I’ve identified one additional cause for this error under Windows It happens when the group_vars/all/users.yml
file specifies a local public key using a ~
path to the user’s directory, e.g. ~/.ssh/keyname_rsa.pub
and a vagrant provision
is attempted.
Under Windows, Vagrant logs in to the VM as root when executing the shell provisioner, so when the Ansible fail2ban role is executed, in turn executing the users
related lookup
, it looks for the public key in /root/.ssh/
instead of /home/vagrant/.ssh/
and fails with the following error:
==> default: fatal: [127.0.0.1] => Failed to template {{ lookup('file', '~/.ssh/id_rsa_vagrant.pub') }}: could not locate file in lookup: /.ssh/id_rsa_vagrant.pub
id_rsa_vagrant.pub
is the public key I use to deploy to production, and I’ve put it in /home/vagrant/.ssh/
, as Ansible commands have to be run from the VM under Windows.

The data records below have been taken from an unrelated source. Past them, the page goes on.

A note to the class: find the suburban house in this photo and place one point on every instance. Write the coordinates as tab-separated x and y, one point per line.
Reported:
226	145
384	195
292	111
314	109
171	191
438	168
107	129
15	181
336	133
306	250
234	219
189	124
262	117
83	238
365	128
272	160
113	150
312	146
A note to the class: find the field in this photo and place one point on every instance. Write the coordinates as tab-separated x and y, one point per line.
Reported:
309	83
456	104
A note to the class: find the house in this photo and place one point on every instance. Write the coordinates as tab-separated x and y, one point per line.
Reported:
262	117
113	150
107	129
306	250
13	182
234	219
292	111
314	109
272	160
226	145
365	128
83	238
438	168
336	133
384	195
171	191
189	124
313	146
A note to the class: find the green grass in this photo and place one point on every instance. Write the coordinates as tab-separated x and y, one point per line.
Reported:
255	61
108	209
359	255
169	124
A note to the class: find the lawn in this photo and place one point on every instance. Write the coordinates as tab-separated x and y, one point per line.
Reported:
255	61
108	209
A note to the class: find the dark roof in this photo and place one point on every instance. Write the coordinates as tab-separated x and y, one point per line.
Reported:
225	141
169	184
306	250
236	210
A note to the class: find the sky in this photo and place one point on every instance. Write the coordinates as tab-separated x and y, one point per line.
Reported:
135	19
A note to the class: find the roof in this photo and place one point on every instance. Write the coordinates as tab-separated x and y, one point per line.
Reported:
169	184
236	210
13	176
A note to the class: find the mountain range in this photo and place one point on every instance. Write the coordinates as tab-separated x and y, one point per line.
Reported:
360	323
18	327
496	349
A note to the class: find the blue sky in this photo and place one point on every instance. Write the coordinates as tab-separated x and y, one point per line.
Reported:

I fixed the error by editing my Vagrantfile, adding sh.privileged = false
in the following section:
if Vagrant::Util::Platform.windows?
config.vm.provision :shell do |sh|
sh.path = File.join(ANSIBLE_PATH, 'windows.sh')
# Fixes vagrant provision under Windows
sh.privileged = false
end
else
I discovered the source of the error message by comparing the verbose output under Windows and Linux.
Running > vagrant provision
from Windows (note the PUT...TO /root...
):
[...]
==> default: <127.0.0.1> PUT /tmp/tmpNPQtoS TO /root/.ansible/tmp/ansible-tmp-1443889992.18-46406665813175/command
==> default: <127.0.0.1> EXEC /bin/sh -c 'sudo -k && sudo -H -S -p "[sudo via ansible, key=ydznmgydwcersrmotyvypfgovohgxbtg] password: " -u root /bin/sh -c '"'" 'echo BECOME-SUCCESS-ydznmgydwcersrmotyvypfgovohgxbtg; LANG=en_US.UTF-8 LC_CTYPE=en_US.UTF-8 /usr/bin/python /root/.ansible/tmp/ansible-tmp-1443889992.18-46406665813175/command; rm -rf /root/.ansible/tmp/ansible-tmp-1443889992.18-46406665813175/ >/dev/null 2>&1'"'"''
==> default: ok: [127.0.0.1] => {"changed": false, "cmd": ["cat", "/etc/timezone"], "delta": "0:00:00.010372", "end": "2015-10-03 16:33:12.459853", "rc": 0, "start": "2015-10-03 16:33:12.449481", "stderr": "", "stdout": "Etc/UTC", "stdout_lines": ["Etc/UTC"], "warnings": []}
==> default:
==> default: TASK: [common | Set timezone] *************************************
[...]
Successfully running $ windows.sh
from the Vagrant Ubuntu VM (note PUT... TO /home/vagrant
):
[...]
<127.0.0.1> PUT /tmp/tmpf4qg2_ TO /home/vagrant/.ansible/tmp/ansible-tmp-1443890971.16-245571724493675/command
<127.0.0.1> EXEC /bin/sh -c 'sudo -k && sudo -H -S -p "[sudo via ansible, key=nbhgweenwftolrdratizkytomjhxqgjk] password: " -u root /bin/sh -c '"'"'echo BECOME-SUCCESS-nbhgweenwftolrdratizkytomjhxqgjk; LANG=en_US.UTF-8 LC_CTYPE=en_US.UTF-8 /usr/bin/python /home/vagrant/.ansible/tmp/ansible-tmp-1443890971.16-245571724493675/command; rm -rf /home/vagrant/.ansible/tmp/ansible-tmp-1443890971.16-245571724493675/ >/dev/null 2>&1'"'"''
ok: [127.0.0.1] => {"changed": false, "cmd": ["cat", "/etc/timezone"], "delta": "0:00:00.010763", "end": "2015-10-03 16:49:31.419609", "rc": 0, "start": "2015-10-03 16:49:31.408846", "stderr": "", "stdout": "Etc/UTC", "stdout_lines": ["Etc/UTC"], "warnings": []}
TASK: [common | Set timezone] *************************************************
[...]
As an addendum, am I configuring local public keys incorrectly? After thinking about this issue, it occurred to me that destroying the VM and starting over with vagrant up
will break. The fail2ban role will execute the users
related lookup
, which will fail because I won’t have had the chance to copy the production deployment public key over to the VM’s /home/vagrant/.ssh/
directory.
This key is only meant for production deployment though, and shouldn’t affect an initial vagrant up
, so it doesn’t seem correct to define it in the “all” group_vars directory. To have it only apply to the “production” group_vars, I’d have to duplicate the whole users
object, which would complicate future maintenance.